2026-05-21 11:59:01 +02:00 · 2024-04-01 16:08:53 +08:00 · 2024-04-01 16:08:53 +08:00 · ff15a0acfb
commit ff15a0acfb
parent c553ee274f
2 changed files with 40 additions and 7 deletions
--- a/README.md
+++ b/README.md
@ -191,13 +191,48 @@ To lower the memory usage, set a smaller `vae.micro_batch_size` in the config (s
 ## Data Processing

 High-quality Data is the key to high-quality models. Our used datasets and data collection plan
-is [here](/docs/datasets.md). We provide tools to process video data. Currently, our data processing pipeline includes
+is [here](/docs/datasets.md). We provide tools to process video data. Our data processing pipeline includes
 the following steps:

-1. Downloading datasets. [[docs](/tools/datasets/README.md)]
+1. Manage datasets. [[docs](/tools/datasets/README.md)]
 2. Split videos into clips. [[docs](/tools/scenedetect/README.md)]
 3. Generate video captions. [[docs](/tools/caption/README.md)]

+Below is an example workflow to process data. However, we recommend you to read the detailed documentation for each tool, and decide which tools to use based on your needs.
+
+```bash
+# Suppose files under ~/dataset/
+# 1. Convert dataset to CSV
+# output: ~/dataset.csv
+python -m tools.dataset.convert video ~/dataset
+# filter out broken videos (broken ones num_frames=0)
+python -m tools.dataset.csvutil ~/dataset.csv --video-info --fmin 2 --output ~/dataset.csv
+
+# 2. Filter dataset by aesthetic scores
+# output: ~/dataset_aesthetic.csv
+python -m tools.aesthetic.inference ~/dataset.csv
+# sort and examine videos by aesthetic scores
+python -m tools.datasets.csvutil ~/dataset_aesthetic.csv --sort-descending aesthetic_score
+# bad videos (aesthetic_score < 5)
+tail ~/dataset_aesthetic.csv
+# filter videos by aesthetic scores
+# output: ~/dataset_aesthetic_aesmin_5.csv
+python -m tools.datasets.csvutil ~/dataset_aesthetic.csv --aesmin 5
+
+# 3. Caption dataset
+# output: ~/dataset_aesthetic_aesmin_5_caption.csv
+torchrun --nproc_per_node 8 --standalone -m tools.caption.caption_llava ~/dataset_aesthetic_aesmin_5.csv --tp-size 2 --dp-size 4 --bs 16
+# remove empty captions and process captions (may need to re-caption lost ones)
+python -m tools.datasets.csvutil ~/dataset_aesthetic_aesmin_5_caption.csv --remove-caption-prefix --remove-empty-caption
+
+# 4. Sanity check & prepare for training
+# sanity check
+python -m tools.datasets.csvutil ~/dataset_aesthetic_aesmin_5_caption.csv --ext --video-info --output ~/dataset_ready.csv
+# filter out videos less than 48 frames
+# output: ~/dataset_ready_fmin_48.csv
+python -m tools.datasets.csvutil ~/dataset_ready.csv --fmin 48
+```
+
 ## Training

 To launch training, first download [T5](https://huggingface.co/DeepFloyd/t5-v1_1-xxl/tree/main) weights
--- a/tools/caption/README.md
+++ b/tools/caption/README.md
@ -54,7 +54,7 @@ torchrun --nproc_per_node 2 --standalone -m tools.caption.caption_llava DATA.csv
 After running the script, with `dp-size=N`, you will get `N` parts of csv files.
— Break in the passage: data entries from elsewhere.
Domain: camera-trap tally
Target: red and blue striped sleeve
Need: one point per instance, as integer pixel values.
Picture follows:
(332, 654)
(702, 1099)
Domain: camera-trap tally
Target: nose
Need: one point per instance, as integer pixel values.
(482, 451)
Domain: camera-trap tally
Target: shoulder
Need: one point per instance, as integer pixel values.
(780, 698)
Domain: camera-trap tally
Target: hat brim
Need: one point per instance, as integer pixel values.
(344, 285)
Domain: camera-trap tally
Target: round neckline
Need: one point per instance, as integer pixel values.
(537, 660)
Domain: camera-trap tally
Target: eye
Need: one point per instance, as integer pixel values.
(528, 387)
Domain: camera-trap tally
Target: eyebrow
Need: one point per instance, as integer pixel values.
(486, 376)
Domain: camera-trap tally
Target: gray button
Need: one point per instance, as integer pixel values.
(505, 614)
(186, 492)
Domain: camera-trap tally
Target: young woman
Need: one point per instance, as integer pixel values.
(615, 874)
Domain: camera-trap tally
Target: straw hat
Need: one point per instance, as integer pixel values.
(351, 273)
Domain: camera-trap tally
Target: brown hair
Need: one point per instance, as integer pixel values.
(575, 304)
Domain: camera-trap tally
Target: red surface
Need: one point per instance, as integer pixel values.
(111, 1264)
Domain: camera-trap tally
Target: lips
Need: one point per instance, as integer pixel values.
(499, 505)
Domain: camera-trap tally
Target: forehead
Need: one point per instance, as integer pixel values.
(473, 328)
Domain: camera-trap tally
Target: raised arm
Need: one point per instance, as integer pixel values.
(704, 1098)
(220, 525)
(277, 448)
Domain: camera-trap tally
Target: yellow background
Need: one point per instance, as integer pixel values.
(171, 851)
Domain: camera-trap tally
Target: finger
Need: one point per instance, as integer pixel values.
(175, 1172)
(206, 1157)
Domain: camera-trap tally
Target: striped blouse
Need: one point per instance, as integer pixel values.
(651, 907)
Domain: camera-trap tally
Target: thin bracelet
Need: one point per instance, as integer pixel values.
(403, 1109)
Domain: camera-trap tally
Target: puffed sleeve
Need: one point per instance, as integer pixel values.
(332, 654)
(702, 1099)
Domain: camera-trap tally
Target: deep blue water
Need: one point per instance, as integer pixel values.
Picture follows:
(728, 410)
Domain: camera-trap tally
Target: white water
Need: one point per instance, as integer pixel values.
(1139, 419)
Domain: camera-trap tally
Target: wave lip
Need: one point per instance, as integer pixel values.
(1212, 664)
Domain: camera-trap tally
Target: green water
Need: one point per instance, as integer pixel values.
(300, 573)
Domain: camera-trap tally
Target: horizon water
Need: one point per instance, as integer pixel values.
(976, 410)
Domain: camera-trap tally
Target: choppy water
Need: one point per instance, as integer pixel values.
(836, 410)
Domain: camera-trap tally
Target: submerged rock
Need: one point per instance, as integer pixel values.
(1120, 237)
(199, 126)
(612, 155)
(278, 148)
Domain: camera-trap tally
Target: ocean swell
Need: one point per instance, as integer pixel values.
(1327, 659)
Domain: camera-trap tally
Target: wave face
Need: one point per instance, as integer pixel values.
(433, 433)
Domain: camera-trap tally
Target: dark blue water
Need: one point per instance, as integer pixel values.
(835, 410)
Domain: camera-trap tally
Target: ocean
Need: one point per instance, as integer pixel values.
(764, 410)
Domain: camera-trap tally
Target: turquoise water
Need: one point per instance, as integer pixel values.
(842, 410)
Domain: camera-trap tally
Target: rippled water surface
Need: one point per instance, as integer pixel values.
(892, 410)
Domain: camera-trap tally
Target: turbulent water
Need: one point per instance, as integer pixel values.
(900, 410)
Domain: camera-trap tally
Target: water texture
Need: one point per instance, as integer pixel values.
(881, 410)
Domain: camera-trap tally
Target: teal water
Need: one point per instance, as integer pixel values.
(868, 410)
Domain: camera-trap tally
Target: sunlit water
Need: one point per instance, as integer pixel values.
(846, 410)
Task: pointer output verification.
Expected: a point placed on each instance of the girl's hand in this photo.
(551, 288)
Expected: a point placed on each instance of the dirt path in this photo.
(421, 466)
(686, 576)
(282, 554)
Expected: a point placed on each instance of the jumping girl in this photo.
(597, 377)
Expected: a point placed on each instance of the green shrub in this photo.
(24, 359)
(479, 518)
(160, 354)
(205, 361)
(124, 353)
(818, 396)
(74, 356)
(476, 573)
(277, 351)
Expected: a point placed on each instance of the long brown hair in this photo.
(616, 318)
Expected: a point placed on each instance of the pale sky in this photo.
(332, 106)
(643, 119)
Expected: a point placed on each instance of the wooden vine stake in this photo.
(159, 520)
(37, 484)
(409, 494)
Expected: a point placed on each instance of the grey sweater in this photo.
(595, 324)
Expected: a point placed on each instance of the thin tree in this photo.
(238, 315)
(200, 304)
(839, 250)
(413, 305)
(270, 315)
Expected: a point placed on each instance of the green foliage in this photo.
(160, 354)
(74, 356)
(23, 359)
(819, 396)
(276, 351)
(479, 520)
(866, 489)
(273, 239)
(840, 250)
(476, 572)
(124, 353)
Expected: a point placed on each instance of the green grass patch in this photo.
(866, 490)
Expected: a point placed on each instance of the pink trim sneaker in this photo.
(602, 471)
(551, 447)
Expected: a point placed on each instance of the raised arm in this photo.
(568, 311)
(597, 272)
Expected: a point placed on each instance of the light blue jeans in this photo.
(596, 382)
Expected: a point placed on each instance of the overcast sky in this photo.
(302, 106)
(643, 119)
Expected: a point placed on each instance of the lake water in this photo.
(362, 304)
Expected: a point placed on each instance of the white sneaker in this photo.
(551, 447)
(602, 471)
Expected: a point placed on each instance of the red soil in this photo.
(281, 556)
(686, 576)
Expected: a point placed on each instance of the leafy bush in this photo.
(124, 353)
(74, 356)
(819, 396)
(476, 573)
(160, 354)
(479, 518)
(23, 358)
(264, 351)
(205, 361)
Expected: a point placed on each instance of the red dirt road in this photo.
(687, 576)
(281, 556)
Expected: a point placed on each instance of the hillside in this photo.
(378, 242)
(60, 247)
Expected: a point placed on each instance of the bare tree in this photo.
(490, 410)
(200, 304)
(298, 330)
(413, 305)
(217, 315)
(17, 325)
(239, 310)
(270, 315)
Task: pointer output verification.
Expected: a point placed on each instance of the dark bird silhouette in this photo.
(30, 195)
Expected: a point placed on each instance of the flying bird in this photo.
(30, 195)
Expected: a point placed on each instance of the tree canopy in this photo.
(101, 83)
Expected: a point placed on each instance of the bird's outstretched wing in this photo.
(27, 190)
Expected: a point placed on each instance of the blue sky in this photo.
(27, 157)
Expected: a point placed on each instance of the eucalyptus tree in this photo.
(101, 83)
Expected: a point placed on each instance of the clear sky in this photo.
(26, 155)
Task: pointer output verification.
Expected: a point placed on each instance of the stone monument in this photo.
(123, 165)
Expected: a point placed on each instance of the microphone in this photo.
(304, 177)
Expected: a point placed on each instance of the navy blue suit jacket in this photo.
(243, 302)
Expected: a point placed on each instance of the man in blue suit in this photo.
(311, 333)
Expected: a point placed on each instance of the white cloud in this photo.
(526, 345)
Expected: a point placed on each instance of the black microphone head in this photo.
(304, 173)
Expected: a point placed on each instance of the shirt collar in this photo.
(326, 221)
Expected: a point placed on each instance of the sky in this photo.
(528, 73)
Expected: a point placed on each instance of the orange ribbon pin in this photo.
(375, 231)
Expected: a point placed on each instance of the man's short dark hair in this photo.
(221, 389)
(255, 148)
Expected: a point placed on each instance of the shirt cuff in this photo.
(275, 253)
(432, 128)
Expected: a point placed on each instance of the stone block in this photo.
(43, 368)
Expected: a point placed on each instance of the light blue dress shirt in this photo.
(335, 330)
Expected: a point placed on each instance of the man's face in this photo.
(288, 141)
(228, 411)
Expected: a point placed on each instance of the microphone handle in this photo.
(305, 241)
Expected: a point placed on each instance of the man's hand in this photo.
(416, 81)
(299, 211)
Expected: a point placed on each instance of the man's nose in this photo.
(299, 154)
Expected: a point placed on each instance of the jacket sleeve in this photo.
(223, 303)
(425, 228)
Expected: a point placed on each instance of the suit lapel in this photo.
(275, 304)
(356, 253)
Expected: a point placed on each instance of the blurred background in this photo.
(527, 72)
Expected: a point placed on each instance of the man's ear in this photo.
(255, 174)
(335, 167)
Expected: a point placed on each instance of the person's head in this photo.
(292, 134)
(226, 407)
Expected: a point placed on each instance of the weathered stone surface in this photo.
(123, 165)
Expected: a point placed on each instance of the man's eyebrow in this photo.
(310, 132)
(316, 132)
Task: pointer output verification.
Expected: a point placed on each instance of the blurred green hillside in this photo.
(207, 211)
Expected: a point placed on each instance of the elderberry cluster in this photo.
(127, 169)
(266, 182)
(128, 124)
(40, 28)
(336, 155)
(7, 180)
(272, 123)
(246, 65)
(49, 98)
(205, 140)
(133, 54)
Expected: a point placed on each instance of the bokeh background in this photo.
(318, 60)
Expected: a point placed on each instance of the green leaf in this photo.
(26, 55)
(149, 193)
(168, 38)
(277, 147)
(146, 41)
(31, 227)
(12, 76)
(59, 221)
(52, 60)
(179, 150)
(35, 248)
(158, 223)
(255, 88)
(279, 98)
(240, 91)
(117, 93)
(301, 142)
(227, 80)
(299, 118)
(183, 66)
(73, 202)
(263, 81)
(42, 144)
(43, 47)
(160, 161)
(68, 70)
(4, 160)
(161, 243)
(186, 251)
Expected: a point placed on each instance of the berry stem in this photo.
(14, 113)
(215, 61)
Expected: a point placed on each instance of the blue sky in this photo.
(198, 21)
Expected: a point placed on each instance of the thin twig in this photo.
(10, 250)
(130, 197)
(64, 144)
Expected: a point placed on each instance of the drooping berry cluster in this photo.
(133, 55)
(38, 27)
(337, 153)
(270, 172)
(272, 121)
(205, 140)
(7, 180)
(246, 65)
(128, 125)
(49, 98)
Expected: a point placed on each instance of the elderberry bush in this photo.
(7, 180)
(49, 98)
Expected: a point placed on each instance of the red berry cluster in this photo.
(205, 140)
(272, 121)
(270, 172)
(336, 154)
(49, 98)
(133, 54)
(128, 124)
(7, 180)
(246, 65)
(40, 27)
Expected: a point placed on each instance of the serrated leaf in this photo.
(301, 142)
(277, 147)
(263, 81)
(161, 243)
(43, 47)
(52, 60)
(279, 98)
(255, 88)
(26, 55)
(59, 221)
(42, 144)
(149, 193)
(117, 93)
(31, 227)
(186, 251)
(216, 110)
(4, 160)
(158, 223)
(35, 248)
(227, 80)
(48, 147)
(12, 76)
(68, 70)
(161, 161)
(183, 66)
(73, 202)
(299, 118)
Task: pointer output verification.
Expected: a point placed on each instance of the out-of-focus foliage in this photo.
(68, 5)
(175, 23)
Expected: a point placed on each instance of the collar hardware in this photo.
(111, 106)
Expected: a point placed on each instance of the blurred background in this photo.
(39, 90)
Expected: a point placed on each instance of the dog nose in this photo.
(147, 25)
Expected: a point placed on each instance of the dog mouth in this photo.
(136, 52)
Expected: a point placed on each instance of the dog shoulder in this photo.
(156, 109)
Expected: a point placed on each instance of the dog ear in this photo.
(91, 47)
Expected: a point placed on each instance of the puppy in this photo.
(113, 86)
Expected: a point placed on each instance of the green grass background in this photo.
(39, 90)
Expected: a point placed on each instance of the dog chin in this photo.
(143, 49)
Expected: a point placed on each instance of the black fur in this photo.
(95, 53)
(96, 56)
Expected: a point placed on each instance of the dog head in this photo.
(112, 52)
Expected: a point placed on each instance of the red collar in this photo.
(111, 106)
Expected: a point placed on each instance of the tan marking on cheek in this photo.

Run the following command to merge them:

 ```bash
-python -m tools.datasets.csvutil DATA_caption_part0.csv DATA_caption_part1.csv DATA_caption_part2.csv DATA_caption_part3.csv --output DATA_caption.csv
+python -m tools.datasets.csvutil DATA_caption_part*.csv --output DATA_caption.csv
 ```

 ### Resume
@ -63,11 +63,9 @@ Sometimes the process may be interrupted. We can resume the process by running t

 ```bash
 # merge generated results
-# output: DATA_caption_part0+DATA_caption_part1+DATA_caption_part2+DATA_caption_part3.csv
-python -m tools.datasets.csvutil DATA_caption_part0.csv DATA_caption_part1.csv DATA_caption_part2.csv DATA_caption_part3.csv
+python -m tools.datasets.csvutil DATA_caption_part*.csv --output DATA_caption.csv
 # get the remaining videos
-# output: DATA-DATA_caption_part0+DATA_caption_part1+DATA_caption_part2+DATA_caption_part3.csv
-python -m tools.datasets.csvutil DATA.csv --difference DATA_caption_part0+DATA_caption_part1+DATA_caption_part2+DATA_caption_part3.csv
+python -m tools.datasets.csvutil DATA.csv --difference DATA_caption.csv --output DATA_remaining.csv
 ```

 Then use the output csv file to resume the process.